One would expect the Botswana Unified Revenue Services (BURS) Commissioner General, Jeanette Makgolo and her executive team to be having sleepless nights, given the pressure on the state to ratchet up tax financed welfare spending to support the ailing economy. But at a press conference held this week, Makgolo and her team cut a sanguine figure as they addressed journalists at the Protea Hotel on the BURS operations in the past few months including a confirmation of the recent provisional suspension of senior executives.
Precautionary suspensions aside, the taxwoman and her team were calm and forthright. They possibly have compelling reasons for why they maintain a positive outlook on the health of Botswana’s tax system. First, the BURS team shared that it continues to meet tax collection targets. However, based on the collections data they shared with journalists on Thursday, and in comparison with economic indicators data shared by other state agencies such as Statistics Botswana, the recent satisfactory tax collections are not due to a growing economy that is creating thousands of jobs but comes from an obvious source – the mining sector. Botswana’s mining sector has been on an upward trajectory over the past several months thanks largely to resurgence in demand for diamonds and other minerals like coal and copper.

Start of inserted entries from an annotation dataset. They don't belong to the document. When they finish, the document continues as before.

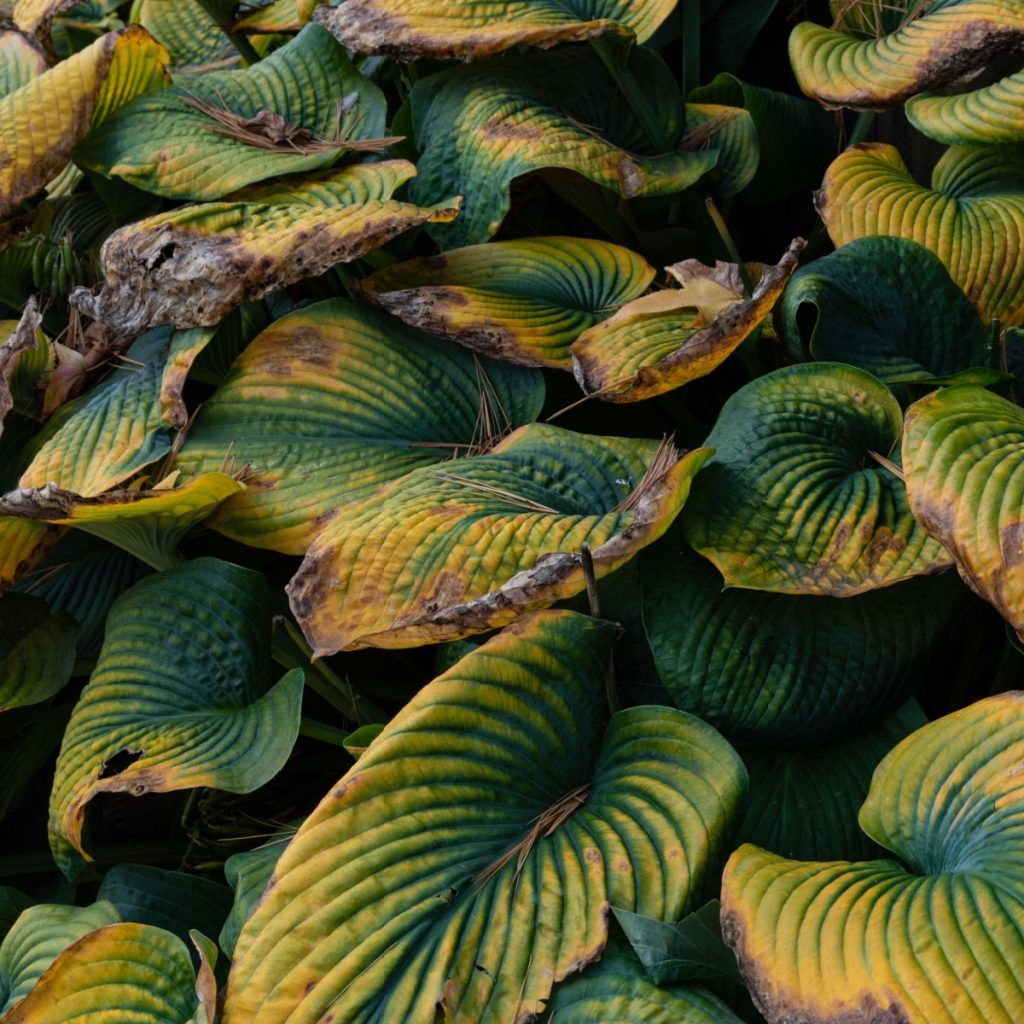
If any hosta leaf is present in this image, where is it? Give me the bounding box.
[223,611,745,1024]
[790,0,1024,111]
[407,48,719,249]
[550,954,741,1024]
[359,236,654,370]
[0,594,77,712]
[0,473,244,569]
[76,25,385,200]
[571,239,804,401]
[0,924,213,1024]
[688,72,838,206]
[817,142,1024,327]
[96,864,231,942]
[686,362,949,597]
[0,29,50,98]
[18,328,213,498]
[314,0,675,60]
[72,160,459,334]
[774,238,988,383]
[49,558,302,876]
[722,693,1024,1024]
[131,0,238,74]
[643,528,963,745]
[217,829,295,956]
[736,700,928,860]
[288,424,711,654]
[903,386,1024,633]
[906,72,1024,145]
[177,300,544,555]
[0,901,121,1019]
[0,26,167,217]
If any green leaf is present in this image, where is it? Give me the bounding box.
[611,899,742,985]
[643,528,964,746]
[177,300,544,555]
[0,902,121,1014]
[288,424,710,656]
[49,558,302,877]
[722,692,1024,1024]
[411,48,719,249]
[685,362,949,597]
[774,238,988,384]
[75,25,385,200]
[223,611,745,1024]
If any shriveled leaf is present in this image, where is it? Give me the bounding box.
[550,953,741,1024]
[49,558,302,877]
[685,362,950,597]
[0,29,50,98]
[177,300,544,555]
[223,611,745,1024]
[18,328,213,498]
[736,700,928,860]
[288,424,711,654]
[906,72,1024,145]
[132,0,238,75]
[903,385,1024,634]
[314,0,675,60]
[643,528,964,746]
[407,48,719,249]
[76,26,385,200]
[775,238,988,383]
[0,473,245,569]
[722,692,1024,1024]
[790,0,1024,111]
[359,236,654,370]
[0,901,121,1020]
[72,160,459,334]
[570,239,804,402]
[96,864,231,942]
[0,594,78,712]
[0,924,205,1024]
[816,142,1024,327]
[0,26,167,217]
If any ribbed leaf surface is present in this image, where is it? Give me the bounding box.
[0,27,167,217]
[76,26,385,200]
[817,142,1024,327]
[722,692,1024,1024]
[685,362,949,597]
[72,160,459,333]
[178,300,544,555]
[643,528,963,745]
[903,385,1024,633]
[405,49,719,249]
[315,0,675,60]
[288,424,710,654]
[774,238,988,383]
[359,236,654,370]
[224,611,745,1024]
[571,240,804,402]
[790,0,1024,111]
[50,558,302,874]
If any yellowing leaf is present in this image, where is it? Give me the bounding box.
[0,26,167,217]
[817,142,1024,326]
[223,611,745,1024]
[359,236,654,370]
[49,558,302,877]
[288,424,711,654]
[571,239,804,401]
[722,692,1024,1024]
[314,0,675,60]
[78,160,459,334]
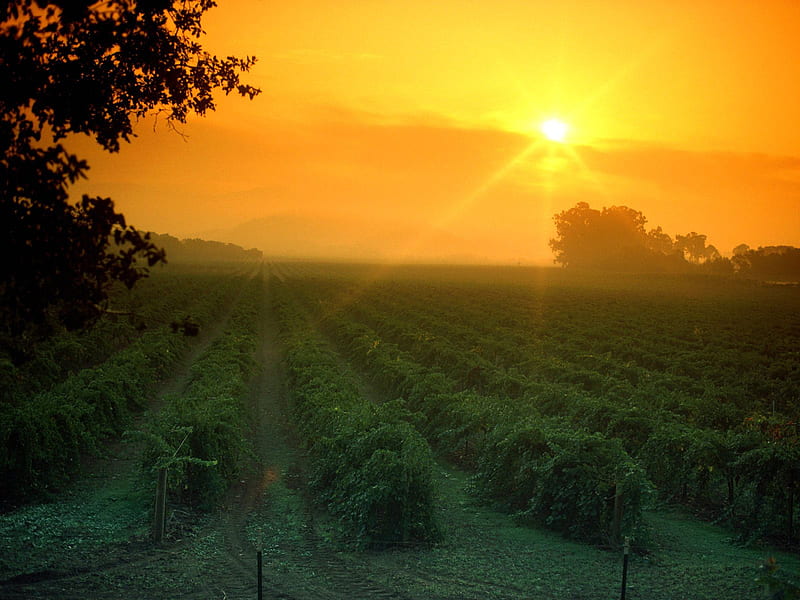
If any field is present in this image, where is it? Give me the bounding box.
[0,263,800,600]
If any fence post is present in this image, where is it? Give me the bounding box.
[257,550,264,600]
[611,482,622,546]
[619,536,631,600]
[153,469,167,542]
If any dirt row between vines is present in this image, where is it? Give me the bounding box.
[0,270,791,600]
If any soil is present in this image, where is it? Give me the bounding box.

Bakwena Tutu, Commissioner – Operations at BURS says the mining sector recovery has resulted in more revenue coming in hence the state owned tax collecting agency being able to meet its target. As at the end of September 2022 BURS’s revenue collection for the financial year 2022/2023 stood at P23.851 billion, surpassing a target of P23.217 billion for the period by P634 million or 2.7 percent.
In comparison to the corresponding period of the previous year 2021/2022, the current overall revenue collections represent an increase of P6.571 billion or 38.1 percent.
Makgolo said that the good performance is not a windfall but rather a product of hard work and commitment in addressing performance gaps as well as responding to the current business challenges by the BURS.
Electronic Billing system on the way…
As part of the responses, and in a bid to enhance VAT compliance, BURS is preparing to get local enterprises to install Electronic Billing systems which will give the taxman real-time access to invoices.
“By the time the businesses come at our office to submit returns, we would be in possession of the information of how much is due from them in terms of VAT”, says Mokgolo.
Makgolo said that to improve the efficiency collection of VAT, BURS is in the process of introducing the electronic billing solution which is expected to minimise what the taxman calls the ‘VAT fraud’.
According to Makgolo, BURS has completed the benchmarking process in eastern African countries – Rwanda and Tanzania and has since kick started the procurement process to engage a project manager for the implementation of the solution.
VAT, which is borne by consumers of goods and services at every stage of the supply chain when value is added, accounts for the third largest portion of the revenue collections that BURS has been making. In the period under review, VAT collections amounted to P4.8 billion as compared to P12.03 billion and P7 billion collected via Personal Income Tax and Customs Receipts respectively.
By leveraging on electronic billing system, BURS is hoping to crack down on negligent taxpayers and increase the portion of VAT in the revenue pool. BURS officials have repeatedly stated that one of the lowest hanging fruits in Botswana is the revenue that the state could get from increasing tax compliance. But now with an improved ICT system, BURS says confidence on the tax authority is now on the rise.
“Let me confirm to you that the performance of our ICT systems has significantly improved, and our customers have shared testimony to that”, said Makgolo.
Warning lights are flashing…
While Makgolo and the BURS executives are happy about a double victory of rising confidence and target reaching, that still does not answer the question that lingers on many people’s minds – whether Botswana’s tax base will grow fast enough to ensure that that the country’s long term fiscal sustainability without the government having to resort to new tax or tax hikes. When it comes to spending, the big ticket items for the government have been the public sector wage bill as well defence. According to the Budget Strategy Paper for 2023 for the financial year 2022/23, government’s total Revenues and Grants are forecast to reach P71.6 billion, while Total Expenditure is expected to register P79.2 billion, yielding a budget deficit of P7.7 billion, or -3.4 percent of GDP. The deficit reflects the increase in salaries of public officers during the current financial year as well as next year. While the government has since started a rationalisation exercise which could see a slight trim on the public servants wage bill, a final political decision at cabinet level are yet to be made on how many jobs will go. This means that there wage bill could be the biggest beneficiary of the tax collected. In the meantime, there is however a talk of retrenchments at some state owned agencies which are part of the rationalisation exercise. As for BURS, Makgolo told journalists that the agency has started working on realigning its organisational resources to ensure an adequate allocation of human resource. The process includes engaging a service provider who will advise the BURS on the headcount as well as skill base.
“The tender for the procurement of a service provider was closed on Friday 14th October 2022 and is undergoing evaluation. The expectation is to have the realigned organisational structure operational before the end of 2023”, said Makgolo.